The latest round of bond buying was launched in September at a pace of $85 billion a month, or about $1 trillion a year in the $16 trillion US economy.

The Fed’s in May said it was “prepared to increase or reduce the pace” of its purchases of government bonds “to maintain appropriate policy accommodation as the outlook for the labour market or inflation changes.” Previous Fed policy language had not directly stated a willingness to raise its pace of bond purchases above the current 85 billion dollars a month. The unconventional monetary policy is intended to depress long-term interest rates.

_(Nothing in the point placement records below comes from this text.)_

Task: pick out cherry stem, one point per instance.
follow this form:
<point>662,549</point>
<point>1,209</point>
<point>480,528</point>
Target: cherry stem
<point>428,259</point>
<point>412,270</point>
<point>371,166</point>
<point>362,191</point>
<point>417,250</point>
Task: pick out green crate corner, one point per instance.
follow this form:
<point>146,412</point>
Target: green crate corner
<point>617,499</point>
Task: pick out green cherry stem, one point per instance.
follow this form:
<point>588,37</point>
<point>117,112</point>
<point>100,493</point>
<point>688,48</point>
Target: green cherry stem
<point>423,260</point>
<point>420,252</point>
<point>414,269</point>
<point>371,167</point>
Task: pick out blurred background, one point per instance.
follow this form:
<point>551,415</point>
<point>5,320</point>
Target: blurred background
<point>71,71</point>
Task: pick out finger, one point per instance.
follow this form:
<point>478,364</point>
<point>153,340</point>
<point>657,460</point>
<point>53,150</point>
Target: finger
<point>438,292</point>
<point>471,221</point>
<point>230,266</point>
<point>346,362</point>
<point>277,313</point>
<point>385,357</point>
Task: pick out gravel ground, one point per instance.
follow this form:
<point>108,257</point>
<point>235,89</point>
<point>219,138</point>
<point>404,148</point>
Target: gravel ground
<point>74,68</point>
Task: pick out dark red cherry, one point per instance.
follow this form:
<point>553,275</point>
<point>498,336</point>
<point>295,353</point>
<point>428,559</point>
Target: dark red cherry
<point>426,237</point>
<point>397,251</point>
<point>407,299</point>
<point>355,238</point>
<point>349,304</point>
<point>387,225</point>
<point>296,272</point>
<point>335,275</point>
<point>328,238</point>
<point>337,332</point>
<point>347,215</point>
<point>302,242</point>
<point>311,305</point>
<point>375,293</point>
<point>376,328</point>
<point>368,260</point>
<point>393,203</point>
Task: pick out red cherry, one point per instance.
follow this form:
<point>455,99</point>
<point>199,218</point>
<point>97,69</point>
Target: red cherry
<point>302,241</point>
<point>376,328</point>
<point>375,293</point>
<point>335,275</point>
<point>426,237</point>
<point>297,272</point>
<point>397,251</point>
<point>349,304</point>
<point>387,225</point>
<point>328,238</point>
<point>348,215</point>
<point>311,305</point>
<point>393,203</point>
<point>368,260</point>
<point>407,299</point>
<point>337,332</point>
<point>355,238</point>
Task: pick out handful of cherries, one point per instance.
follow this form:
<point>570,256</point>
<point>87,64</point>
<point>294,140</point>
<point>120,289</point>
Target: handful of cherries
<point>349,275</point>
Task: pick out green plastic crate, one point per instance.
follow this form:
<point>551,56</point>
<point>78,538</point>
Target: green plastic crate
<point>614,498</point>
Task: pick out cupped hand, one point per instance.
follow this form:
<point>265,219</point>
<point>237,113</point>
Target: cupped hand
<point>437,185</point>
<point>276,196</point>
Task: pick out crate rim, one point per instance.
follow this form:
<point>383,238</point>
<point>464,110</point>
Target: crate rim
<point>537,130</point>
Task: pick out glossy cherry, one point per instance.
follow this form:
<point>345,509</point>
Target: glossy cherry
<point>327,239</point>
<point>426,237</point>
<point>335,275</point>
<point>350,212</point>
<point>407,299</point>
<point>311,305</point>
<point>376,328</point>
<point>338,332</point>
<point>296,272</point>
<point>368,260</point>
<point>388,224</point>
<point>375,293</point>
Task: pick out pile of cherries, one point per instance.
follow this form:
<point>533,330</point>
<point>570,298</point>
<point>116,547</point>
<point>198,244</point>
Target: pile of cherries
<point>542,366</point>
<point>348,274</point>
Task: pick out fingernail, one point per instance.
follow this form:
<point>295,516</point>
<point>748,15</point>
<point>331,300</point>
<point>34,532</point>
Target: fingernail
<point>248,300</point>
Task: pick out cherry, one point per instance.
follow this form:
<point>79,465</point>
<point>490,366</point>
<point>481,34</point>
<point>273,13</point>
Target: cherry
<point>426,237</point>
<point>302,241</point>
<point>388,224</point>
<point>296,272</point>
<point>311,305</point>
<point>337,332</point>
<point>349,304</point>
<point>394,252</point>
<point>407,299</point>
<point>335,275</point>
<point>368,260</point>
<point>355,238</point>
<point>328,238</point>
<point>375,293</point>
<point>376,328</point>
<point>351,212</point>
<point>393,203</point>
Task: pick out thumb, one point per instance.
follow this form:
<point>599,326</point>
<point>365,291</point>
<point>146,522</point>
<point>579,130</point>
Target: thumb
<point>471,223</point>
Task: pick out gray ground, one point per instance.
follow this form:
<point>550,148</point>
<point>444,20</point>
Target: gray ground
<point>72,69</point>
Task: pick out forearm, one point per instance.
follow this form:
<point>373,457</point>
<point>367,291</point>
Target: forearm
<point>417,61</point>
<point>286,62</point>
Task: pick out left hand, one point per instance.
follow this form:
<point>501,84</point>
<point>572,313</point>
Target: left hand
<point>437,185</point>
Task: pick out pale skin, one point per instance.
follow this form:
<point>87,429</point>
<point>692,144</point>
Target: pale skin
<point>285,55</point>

US unemployment edged up to a seasonally adjusted 7.6 per cent in May from April’s four-year low of 7.5 per cent.

Government surveys showed modestly expanding payrolls, while discouraged workers resuming efforts to find jobs. During the slow economic recovery since the 2007-09 US recession, many people unable to find jobs quit looking, removing them from the official unemployment rate.

Economic expansion picked in the January-March quarter to an annualized 2.4 per cent, according to the Commerce Department, after fourth-quarter growth stalled out at just 0.4 per cent.

“A premature tightening of monetary policy could lead interest rates to rise temporarily, but would also carry a substantial risk of slowing or ending the economic recovery and causing inflation to fall further,” Fed chief Ben Bernanke told Congress last month.